Even this morning, we hear that £1.5 billion will be "saved" from Disability Living Allowance, and we know that Osborne wants to get as many as 1.5 million of the 2.4 million claiming ESA "back to work".
Most people probably don't even know the difference between the two benefits, and often in the media, they are lumped together as "Disability Benefits". ESA (Employment Support Allowance, previously Incapacity benefit) is the payment received when you become unable to work on medical grounds. After a certain length of time, the payment increases slightly as you are considered "long term" sick. DLA (Disability Living Allowance) is a benefit paid on top of ESA and is split into two components, a mobility component for those who's illness or disability compromises their mobility significantly, or a care component for those who are in need of extra care to live their lives. (ie incontinence care, help with washing or dressing etc)
Each benefit requires the claimant to fill in around 40 pages of questions, and each question requires an essay style answer - the unknowing claimant who writes "yes" or "no" or "maybe" will not get a positive outcome.

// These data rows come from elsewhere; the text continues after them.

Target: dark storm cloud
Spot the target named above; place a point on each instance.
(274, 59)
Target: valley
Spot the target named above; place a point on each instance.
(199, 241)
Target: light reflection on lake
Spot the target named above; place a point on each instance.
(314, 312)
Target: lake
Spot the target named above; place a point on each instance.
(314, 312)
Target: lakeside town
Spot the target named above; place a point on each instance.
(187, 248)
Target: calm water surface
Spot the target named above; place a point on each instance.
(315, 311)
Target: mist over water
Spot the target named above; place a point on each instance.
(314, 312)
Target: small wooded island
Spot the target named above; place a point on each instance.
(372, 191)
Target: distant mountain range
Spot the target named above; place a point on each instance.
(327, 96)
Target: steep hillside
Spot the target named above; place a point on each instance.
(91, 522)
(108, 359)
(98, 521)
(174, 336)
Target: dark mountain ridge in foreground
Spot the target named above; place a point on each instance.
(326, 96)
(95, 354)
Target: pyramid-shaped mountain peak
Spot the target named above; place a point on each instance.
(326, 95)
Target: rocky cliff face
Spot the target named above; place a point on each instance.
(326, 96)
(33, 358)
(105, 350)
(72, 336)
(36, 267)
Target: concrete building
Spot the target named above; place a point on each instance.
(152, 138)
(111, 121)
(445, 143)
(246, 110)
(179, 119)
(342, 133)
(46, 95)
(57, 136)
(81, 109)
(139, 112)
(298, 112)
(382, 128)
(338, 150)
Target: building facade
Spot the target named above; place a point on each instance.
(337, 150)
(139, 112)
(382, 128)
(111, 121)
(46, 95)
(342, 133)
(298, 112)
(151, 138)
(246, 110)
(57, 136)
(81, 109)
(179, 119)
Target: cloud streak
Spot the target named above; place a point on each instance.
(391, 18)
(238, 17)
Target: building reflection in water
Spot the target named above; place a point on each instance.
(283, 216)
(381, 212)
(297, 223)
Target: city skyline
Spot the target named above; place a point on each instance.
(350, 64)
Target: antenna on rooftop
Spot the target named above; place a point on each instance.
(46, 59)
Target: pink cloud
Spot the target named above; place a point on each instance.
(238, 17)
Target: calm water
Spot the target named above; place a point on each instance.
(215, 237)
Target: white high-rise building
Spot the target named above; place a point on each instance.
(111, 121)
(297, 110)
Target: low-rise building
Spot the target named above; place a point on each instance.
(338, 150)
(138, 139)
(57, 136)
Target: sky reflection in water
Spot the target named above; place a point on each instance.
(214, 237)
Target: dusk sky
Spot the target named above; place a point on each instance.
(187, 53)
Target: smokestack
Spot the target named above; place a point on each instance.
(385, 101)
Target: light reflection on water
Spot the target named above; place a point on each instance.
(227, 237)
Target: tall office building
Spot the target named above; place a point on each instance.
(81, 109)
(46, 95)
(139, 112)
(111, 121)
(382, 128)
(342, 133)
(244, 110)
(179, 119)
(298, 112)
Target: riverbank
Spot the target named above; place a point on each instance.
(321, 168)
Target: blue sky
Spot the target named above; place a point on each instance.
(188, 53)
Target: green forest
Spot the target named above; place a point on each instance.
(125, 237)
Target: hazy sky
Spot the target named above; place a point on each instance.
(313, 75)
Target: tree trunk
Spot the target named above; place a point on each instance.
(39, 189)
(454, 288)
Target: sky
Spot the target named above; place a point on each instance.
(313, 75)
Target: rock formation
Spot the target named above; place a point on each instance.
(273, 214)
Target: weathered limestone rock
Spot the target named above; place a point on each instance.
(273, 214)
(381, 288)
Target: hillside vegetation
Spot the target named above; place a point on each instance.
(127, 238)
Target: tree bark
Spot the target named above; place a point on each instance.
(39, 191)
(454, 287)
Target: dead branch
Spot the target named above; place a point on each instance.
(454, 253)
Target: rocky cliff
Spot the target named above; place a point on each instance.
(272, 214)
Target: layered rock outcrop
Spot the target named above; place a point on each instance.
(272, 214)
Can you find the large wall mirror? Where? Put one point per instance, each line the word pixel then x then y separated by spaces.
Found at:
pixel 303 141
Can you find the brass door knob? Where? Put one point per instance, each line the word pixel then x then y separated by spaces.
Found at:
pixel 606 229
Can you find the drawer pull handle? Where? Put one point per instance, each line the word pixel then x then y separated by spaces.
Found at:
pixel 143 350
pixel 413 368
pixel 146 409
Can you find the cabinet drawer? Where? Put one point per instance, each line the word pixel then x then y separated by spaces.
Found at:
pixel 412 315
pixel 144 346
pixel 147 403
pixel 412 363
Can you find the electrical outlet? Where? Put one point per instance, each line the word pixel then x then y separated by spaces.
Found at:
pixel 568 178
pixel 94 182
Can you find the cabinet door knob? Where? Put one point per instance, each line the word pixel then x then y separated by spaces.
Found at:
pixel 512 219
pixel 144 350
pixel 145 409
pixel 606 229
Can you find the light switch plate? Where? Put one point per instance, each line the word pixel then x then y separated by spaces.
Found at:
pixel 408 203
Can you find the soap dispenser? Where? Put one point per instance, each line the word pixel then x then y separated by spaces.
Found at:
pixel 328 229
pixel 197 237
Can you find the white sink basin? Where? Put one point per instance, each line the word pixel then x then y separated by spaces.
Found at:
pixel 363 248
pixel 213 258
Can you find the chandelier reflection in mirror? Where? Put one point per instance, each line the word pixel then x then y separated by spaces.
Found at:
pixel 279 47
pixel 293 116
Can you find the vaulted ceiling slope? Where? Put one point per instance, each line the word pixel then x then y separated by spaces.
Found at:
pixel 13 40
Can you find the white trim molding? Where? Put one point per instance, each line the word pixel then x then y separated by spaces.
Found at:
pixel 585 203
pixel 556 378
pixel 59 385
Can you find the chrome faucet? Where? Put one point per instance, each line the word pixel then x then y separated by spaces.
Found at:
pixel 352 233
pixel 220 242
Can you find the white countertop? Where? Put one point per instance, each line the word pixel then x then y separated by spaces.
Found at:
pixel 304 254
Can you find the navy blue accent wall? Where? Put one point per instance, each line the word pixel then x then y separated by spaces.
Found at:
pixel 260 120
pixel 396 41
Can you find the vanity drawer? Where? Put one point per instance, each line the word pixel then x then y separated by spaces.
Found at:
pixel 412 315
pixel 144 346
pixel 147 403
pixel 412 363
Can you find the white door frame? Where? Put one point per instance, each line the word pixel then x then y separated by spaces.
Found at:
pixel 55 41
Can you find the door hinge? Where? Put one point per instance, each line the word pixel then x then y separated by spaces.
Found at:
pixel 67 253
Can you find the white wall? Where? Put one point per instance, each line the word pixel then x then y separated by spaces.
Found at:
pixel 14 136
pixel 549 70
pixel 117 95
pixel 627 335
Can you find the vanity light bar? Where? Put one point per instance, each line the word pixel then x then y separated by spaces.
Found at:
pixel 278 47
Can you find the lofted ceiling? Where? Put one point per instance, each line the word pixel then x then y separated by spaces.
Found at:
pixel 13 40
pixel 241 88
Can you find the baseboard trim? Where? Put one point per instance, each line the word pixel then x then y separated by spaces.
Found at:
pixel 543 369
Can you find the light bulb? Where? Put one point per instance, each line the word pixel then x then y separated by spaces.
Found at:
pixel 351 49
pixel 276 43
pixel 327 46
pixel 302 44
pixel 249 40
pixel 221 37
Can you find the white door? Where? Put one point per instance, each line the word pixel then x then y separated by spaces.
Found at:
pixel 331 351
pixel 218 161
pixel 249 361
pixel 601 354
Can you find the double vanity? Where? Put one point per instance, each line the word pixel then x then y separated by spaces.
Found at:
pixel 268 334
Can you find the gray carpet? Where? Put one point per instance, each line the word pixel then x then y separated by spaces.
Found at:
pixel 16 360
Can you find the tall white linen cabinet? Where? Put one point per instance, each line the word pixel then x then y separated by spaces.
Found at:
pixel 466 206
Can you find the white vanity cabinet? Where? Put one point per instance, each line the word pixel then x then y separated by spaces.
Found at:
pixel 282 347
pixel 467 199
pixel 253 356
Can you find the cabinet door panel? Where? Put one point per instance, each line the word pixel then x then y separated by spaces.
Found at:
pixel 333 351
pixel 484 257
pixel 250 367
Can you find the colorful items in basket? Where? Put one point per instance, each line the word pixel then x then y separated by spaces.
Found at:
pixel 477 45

The questions are subtly repeated to dig for anomalies and require the claimant to share information they probably don't share with their own partners.
DLA is incredibly difficult to get and is archaic in it's assessment of need. It is so focussed on "Disability" that it is almost impossible to fill in the forms if you have an "Illness" that equally disrupts you life. Many long term ESA recipients don't even bother applying for DLA (whether they would be entitled to it or not) because they feel it is only for those in wheelchairs or those with an acute physical deformity. There are incredibly strict criteria based on a "points" system (how degrading is that? like Nectar for dysfunction?).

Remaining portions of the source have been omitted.